Он пошел к морю, сел на край мола, немного поболтал ногами в воздухе, половил руками пену, посмотрел на облака, где собирался дождь, и неожиданно, мимолетно облизнувшись, почувствовал, что плачет – не сжималось горло, не жгло в глазах, просто по щекам текли соленые дорожки, а он даже не подозревал об этом. Как странно, успел он подумать и проснулся в своей постели.
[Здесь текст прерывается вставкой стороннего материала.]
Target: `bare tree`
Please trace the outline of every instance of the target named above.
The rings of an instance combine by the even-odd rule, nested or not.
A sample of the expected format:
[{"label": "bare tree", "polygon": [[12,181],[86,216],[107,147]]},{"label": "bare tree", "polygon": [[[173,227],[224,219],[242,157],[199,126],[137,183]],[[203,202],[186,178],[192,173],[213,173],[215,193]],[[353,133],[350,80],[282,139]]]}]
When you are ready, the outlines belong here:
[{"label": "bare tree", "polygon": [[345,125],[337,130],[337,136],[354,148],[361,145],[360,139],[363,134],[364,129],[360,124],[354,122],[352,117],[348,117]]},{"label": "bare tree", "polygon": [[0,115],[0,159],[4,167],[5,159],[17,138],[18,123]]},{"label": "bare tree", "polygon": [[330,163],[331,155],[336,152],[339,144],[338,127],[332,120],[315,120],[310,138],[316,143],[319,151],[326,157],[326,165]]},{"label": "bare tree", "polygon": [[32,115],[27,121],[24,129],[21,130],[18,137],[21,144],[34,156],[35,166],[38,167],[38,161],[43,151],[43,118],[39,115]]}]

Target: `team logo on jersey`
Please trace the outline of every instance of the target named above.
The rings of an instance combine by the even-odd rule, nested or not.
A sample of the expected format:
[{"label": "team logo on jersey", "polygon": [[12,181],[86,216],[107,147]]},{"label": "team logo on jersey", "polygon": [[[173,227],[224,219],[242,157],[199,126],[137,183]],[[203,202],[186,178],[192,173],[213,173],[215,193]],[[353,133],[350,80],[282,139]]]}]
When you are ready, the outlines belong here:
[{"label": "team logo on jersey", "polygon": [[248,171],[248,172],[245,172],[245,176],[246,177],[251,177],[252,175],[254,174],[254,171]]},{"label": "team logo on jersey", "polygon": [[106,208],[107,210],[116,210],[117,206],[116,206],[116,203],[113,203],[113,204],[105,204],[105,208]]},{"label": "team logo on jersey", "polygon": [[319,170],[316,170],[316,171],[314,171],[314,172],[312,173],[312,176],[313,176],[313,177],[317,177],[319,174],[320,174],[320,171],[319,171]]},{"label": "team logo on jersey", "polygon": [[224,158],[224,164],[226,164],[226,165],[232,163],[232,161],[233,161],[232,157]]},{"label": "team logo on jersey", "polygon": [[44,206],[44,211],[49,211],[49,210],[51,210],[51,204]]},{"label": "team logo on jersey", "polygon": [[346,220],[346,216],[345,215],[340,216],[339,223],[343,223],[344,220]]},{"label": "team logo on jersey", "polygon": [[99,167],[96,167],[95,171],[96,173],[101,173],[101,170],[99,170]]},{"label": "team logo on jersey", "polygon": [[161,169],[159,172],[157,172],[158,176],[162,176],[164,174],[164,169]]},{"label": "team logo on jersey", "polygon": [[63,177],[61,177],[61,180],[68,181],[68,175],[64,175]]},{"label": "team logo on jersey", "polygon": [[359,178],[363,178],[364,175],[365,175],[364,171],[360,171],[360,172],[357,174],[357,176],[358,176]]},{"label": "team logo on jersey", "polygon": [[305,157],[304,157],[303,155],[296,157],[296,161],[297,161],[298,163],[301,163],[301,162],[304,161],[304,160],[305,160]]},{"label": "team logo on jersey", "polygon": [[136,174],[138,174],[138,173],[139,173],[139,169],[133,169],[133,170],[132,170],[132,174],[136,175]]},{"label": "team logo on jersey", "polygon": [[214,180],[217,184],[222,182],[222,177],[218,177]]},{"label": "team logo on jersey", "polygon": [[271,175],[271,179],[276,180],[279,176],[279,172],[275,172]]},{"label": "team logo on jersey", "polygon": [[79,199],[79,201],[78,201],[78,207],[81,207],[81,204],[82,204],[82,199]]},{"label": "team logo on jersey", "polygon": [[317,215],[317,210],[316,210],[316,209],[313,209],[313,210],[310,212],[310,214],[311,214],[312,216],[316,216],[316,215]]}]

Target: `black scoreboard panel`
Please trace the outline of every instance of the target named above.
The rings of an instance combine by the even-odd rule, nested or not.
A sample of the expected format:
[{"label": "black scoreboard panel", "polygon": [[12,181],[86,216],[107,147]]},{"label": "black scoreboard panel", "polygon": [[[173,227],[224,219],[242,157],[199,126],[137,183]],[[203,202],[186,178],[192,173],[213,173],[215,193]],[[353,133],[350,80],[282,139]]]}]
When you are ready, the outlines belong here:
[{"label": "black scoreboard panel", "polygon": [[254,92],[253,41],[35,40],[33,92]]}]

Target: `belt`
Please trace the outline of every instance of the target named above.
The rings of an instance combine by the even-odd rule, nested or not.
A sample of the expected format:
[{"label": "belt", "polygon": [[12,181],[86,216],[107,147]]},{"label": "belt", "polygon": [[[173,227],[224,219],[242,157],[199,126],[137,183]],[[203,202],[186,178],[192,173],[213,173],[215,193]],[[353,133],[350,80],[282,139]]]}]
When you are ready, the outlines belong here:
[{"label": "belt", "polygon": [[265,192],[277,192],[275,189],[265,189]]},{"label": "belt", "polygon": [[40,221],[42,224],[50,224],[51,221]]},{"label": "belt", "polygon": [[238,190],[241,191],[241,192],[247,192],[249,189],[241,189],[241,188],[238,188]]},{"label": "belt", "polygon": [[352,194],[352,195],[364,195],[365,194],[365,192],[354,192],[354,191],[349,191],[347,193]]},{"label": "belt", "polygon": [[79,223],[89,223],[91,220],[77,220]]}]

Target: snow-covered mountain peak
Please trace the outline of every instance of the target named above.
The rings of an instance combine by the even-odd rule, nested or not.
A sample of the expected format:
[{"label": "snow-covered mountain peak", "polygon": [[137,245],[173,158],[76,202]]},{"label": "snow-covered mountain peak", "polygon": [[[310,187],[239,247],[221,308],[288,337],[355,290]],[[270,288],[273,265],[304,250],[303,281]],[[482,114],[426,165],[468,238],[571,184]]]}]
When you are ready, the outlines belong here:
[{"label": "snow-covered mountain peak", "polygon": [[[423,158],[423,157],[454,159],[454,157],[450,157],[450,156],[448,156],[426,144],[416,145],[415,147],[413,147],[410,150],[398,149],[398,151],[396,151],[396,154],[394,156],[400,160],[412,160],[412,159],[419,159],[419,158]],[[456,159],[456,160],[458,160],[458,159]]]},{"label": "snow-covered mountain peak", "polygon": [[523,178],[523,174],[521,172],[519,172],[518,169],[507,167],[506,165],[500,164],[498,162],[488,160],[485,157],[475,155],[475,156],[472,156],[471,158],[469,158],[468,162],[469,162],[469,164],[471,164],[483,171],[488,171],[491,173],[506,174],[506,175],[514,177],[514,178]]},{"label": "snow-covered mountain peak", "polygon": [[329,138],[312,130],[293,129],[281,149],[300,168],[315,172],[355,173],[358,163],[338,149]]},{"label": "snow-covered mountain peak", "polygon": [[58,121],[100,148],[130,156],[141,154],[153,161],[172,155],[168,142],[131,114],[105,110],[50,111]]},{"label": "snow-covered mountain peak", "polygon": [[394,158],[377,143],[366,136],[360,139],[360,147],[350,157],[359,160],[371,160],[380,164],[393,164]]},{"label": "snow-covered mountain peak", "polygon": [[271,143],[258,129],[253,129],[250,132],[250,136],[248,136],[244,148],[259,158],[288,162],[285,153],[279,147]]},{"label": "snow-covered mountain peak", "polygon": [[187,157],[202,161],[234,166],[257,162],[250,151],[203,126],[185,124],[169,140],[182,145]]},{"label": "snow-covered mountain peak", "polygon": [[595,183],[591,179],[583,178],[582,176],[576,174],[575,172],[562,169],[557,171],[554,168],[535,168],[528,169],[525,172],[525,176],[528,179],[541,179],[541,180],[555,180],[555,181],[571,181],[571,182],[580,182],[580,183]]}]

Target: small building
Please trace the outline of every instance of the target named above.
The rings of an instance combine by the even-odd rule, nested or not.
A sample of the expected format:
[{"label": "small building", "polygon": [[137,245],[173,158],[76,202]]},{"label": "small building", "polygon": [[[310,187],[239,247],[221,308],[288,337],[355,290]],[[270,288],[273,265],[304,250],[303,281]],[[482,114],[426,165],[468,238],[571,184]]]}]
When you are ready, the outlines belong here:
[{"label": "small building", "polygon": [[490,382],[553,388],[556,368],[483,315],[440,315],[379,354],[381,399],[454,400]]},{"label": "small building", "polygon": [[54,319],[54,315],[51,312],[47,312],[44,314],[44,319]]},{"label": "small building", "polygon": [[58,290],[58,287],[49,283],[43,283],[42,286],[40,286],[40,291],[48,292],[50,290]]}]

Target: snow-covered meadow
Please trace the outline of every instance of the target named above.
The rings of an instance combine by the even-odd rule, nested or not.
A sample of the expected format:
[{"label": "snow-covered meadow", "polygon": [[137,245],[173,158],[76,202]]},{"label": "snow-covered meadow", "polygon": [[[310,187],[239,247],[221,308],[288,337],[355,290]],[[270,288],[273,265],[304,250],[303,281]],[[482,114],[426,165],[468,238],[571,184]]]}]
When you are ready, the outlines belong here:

Софья уже ушла на работу, из кухни плыл остаточный запах кофе и подгоревшей овсяной каши, в окно смотрело синевшее небо, яркое, как анилиновые краски, но стремительно темневшее на востоке. Так же, как там, во сне, здесь надвигался дождь. И соленые дорожки на щеках никуда не исчезли. Какое-то чувство, которому он не находил названия, невыносимо давило на грудь. Он вспомнил одну сказку, где Смерть пришла к китайскому императору и села ему на грудь и начала играть его драгоценной короной и золотой саблей. В детстве Антона почему-то особенно поразило, что Смерть села на грудь – в этом, казалось ему тогда, заключался самый главный ужас положения императора. Но теперь он понял, насколько сказочник прав. Сильные, жестокие чувства, такие, как вина, или страдание, или безответная любовь, тоже садятся на грудь. И они неизбывно тяжелы.
Ему хотелось плакать. Не просто плакать, а зарыться в чьи-нибудь колени и глухо, некрасиво рыдать. Чтобы его выслушал кто-то, кого у него никогда не было.